Unfortunately, it is not always feasible to rely upon the vehicle user to remember to deactivate the four-wheel steering mode to avoid the issue.
This invention provides an algorithm control solution to avoid the binding of four-wheel steerable vehicle wheels against the rails of a car wash mechanism, irrespective of active steering mode. Upon selection of a neutral gear, with four-wheel steering enabled, and at low vehicle speeds, the four-wheel steerable system will automatically switch into a two-wheel steering, or front steering only, mode. An algorithm control unit will disable the rear-wheel steering function, returning the rear wheels to their centered, non-angled, positions to eliminate binding of the rear wheels against the car wash rails as the vehicle is being pulled forward in a car wash assembly.
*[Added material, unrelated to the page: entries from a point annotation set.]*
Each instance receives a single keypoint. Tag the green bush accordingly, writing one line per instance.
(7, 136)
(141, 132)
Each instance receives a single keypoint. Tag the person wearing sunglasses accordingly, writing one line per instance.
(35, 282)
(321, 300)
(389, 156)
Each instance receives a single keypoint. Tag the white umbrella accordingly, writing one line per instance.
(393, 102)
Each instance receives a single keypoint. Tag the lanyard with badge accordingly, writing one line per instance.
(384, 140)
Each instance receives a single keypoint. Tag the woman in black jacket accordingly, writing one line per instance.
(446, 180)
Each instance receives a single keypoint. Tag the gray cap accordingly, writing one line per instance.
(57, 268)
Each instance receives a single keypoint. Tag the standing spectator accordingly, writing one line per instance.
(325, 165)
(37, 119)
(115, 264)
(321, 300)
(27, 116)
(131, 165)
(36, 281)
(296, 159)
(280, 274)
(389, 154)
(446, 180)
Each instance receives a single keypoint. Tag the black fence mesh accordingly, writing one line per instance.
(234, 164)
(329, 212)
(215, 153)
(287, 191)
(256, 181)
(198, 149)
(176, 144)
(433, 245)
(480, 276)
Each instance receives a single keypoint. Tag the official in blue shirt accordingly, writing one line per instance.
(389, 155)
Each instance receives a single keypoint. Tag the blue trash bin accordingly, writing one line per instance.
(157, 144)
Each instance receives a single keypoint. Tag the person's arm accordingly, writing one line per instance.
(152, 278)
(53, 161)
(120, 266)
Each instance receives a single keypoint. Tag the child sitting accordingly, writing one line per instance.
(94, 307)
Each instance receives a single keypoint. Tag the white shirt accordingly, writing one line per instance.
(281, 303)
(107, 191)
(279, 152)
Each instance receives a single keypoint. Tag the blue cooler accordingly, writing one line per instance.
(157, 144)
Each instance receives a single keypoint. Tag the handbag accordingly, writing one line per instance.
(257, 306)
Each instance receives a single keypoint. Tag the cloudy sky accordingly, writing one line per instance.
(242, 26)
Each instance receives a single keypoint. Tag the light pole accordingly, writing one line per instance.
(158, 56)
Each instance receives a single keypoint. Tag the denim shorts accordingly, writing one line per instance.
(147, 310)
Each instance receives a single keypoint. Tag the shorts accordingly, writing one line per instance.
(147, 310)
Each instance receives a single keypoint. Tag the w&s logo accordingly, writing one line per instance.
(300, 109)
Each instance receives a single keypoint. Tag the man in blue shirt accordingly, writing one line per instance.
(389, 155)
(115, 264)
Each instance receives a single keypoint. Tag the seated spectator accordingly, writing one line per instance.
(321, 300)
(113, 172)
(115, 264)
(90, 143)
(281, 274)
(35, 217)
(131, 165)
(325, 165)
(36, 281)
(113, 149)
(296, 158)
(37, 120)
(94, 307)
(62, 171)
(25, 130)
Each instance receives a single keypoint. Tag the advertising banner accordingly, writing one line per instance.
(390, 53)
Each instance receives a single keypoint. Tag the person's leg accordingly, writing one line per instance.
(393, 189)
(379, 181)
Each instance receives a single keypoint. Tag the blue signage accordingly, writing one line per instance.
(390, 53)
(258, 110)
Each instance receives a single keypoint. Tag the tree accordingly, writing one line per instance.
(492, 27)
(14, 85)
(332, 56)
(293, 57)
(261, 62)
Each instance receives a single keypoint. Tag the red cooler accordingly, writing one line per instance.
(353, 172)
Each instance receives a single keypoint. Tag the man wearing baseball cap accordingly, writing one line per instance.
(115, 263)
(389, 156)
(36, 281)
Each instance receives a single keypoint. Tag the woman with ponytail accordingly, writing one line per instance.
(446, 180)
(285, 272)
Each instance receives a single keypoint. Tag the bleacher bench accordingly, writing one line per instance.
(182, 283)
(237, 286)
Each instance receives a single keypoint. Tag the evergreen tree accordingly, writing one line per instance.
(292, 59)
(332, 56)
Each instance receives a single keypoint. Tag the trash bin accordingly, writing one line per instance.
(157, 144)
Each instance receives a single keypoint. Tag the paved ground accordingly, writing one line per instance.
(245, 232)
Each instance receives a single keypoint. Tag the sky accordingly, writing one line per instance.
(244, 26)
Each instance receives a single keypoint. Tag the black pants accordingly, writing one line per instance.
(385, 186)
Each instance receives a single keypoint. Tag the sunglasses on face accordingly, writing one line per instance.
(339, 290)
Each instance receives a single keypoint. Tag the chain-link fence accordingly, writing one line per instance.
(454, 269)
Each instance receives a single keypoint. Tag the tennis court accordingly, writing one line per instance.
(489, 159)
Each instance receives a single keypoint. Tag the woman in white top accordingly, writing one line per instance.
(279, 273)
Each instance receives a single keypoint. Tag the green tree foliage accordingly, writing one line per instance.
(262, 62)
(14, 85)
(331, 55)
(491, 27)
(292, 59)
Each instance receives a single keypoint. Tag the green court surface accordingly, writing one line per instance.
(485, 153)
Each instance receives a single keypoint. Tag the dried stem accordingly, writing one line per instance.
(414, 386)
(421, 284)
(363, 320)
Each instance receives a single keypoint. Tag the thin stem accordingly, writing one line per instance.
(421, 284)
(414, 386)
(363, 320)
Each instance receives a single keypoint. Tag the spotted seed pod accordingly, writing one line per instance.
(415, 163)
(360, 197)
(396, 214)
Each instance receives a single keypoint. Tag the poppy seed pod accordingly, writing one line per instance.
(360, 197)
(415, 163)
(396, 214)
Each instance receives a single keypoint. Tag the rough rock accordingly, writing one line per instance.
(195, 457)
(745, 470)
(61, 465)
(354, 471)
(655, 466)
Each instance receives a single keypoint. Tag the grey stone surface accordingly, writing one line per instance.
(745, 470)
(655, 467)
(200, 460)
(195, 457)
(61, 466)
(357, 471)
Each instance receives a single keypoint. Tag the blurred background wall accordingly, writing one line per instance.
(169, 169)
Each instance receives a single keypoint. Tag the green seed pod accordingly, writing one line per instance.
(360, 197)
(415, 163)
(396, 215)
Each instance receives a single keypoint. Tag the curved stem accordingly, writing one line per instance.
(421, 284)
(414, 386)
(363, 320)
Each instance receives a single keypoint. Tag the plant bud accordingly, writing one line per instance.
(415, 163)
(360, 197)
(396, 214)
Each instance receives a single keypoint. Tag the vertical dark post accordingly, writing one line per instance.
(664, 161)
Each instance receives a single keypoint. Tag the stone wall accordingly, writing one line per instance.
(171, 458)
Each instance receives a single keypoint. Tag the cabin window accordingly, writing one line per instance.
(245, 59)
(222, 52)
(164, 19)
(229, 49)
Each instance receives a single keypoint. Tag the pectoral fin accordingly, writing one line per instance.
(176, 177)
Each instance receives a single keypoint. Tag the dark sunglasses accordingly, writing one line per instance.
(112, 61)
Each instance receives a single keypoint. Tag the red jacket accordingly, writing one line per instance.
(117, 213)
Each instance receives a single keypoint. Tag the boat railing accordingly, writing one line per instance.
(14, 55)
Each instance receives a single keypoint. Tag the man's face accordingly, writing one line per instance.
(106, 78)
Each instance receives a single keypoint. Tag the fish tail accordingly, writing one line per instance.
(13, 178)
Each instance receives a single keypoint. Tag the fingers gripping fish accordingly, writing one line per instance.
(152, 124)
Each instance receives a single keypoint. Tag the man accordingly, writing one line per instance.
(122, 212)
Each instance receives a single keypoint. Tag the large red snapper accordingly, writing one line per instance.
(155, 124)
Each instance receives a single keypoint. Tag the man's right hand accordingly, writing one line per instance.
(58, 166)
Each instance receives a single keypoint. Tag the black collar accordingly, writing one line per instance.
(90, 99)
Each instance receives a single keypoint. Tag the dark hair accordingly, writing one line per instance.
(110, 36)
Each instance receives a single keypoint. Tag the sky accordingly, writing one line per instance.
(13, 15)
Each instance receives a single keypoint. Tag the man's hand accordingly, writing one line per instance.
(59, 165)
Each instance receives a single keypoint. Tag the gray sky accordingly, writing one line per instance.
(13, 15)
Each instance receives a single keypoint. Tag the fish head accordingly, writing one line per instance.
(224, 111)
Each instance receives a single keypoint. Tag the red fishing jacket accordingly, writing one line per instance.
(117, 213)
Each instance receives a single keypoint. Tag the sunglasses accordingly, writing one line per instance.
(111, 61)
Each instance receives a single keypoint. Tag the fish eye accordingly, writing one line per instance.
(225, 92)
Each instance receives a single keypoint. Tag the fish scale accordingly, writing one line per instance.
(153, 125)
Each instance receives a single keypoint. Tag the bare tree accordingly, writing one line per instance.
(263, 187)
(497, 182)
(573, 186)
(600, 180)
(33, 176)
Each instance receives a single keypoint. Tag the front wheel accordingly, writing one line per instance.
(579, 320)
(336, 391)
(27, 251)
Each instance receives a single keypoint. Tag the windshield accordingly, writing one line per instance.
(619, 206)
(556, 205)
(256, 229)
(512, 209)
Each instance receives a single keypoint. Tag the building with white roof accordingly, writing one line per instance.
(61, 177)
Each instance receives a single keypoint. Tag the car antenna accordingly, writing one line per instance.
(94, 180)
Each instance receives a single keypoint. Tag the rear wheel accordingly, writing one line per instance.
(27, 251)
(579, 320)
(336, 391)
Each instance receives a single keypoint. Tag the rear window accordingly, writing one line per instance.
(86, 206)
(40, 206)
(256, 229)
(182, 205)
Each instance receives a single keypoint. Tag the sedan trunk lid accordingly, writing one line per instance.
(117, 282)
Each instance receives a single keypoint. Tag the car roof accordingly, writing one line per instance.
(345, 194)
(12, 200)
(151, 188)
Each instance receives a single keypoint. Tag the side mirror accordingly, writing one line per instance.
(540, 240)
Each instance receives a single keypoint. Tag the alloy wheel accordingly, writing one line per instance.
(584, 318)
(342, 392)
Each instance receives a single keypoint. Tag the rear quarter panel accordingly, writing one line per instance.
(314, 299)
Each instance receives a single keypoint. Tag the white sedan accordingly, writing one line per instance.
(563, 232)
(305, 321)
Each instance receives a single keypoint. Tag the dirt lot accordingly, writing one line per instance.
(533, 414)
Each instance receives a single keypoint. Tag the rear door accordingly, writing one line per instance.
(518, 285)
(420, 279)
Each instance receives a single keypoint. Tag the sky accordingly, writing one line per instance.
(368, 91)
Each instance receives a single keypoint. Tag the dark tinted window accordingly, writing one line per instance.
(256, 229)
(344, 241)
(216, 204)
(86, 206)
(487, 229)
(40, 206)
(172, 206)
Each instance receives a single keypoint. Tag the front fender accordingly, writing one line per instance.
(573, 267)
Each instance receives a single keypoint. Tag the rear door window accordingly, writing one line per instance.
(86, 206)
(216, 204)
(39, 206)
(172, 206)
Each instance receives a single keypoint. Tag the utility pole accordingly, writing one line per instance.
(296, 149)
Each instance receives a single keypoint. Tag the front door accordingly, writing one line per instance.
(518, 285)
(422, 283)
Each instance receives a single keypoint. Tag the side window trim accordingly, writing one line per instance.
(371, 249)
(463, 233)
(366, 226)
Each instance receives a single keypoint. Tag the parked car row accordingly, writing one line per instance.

Since rear steering capability of a four-wheel steer vehicle is generally user-selectable between the modes of two-wheel steering and four-wheel steering, the algorithm control unit of the present invention provides that in the event that the vehicle enters a car wash in the four-wheel steering mode, the four-wheel mode will be automatically switched to the two-wheel mode, thus avoiding potential binding of the rear wheels. The invention also contemplates a solution to an increased likelihood of a wide rear track vehicle having its rear wheels bind between car wash rails, during the condition that the rear wheels of such vehicle are being steered; i.e. in a four-wheel steer mode.
In one preferred embodiment of the present invention, the vehicle will automatically enter into the two-wheel steering mode whenever the neutral gear of the transmission is selected, and the vehicle speed is less than five miles per hour, conditions likely to be encountered while a vehicle is being pulled through an automatic car wash assembly. dr
FIG. 1 is an elevation view of a four-wheel steerable truck vehicle of the type that includes a set of rear wheels having a wider track than the track of the front wheels of same vehicle.
FIG. 2 is a schematic diagram of the four-wheel steerable system showing the master algorithm control unit for determining relative rear wheel positions.
FIG. 3 is a schematic diagram of the system of FIG. 2, shown representing a vehicle positioned between parallel rails of a car wash assembly.
FIG. 4 displays an algorithm control sequence for disabling rear wheel steering in a four-wheel steer vehicle.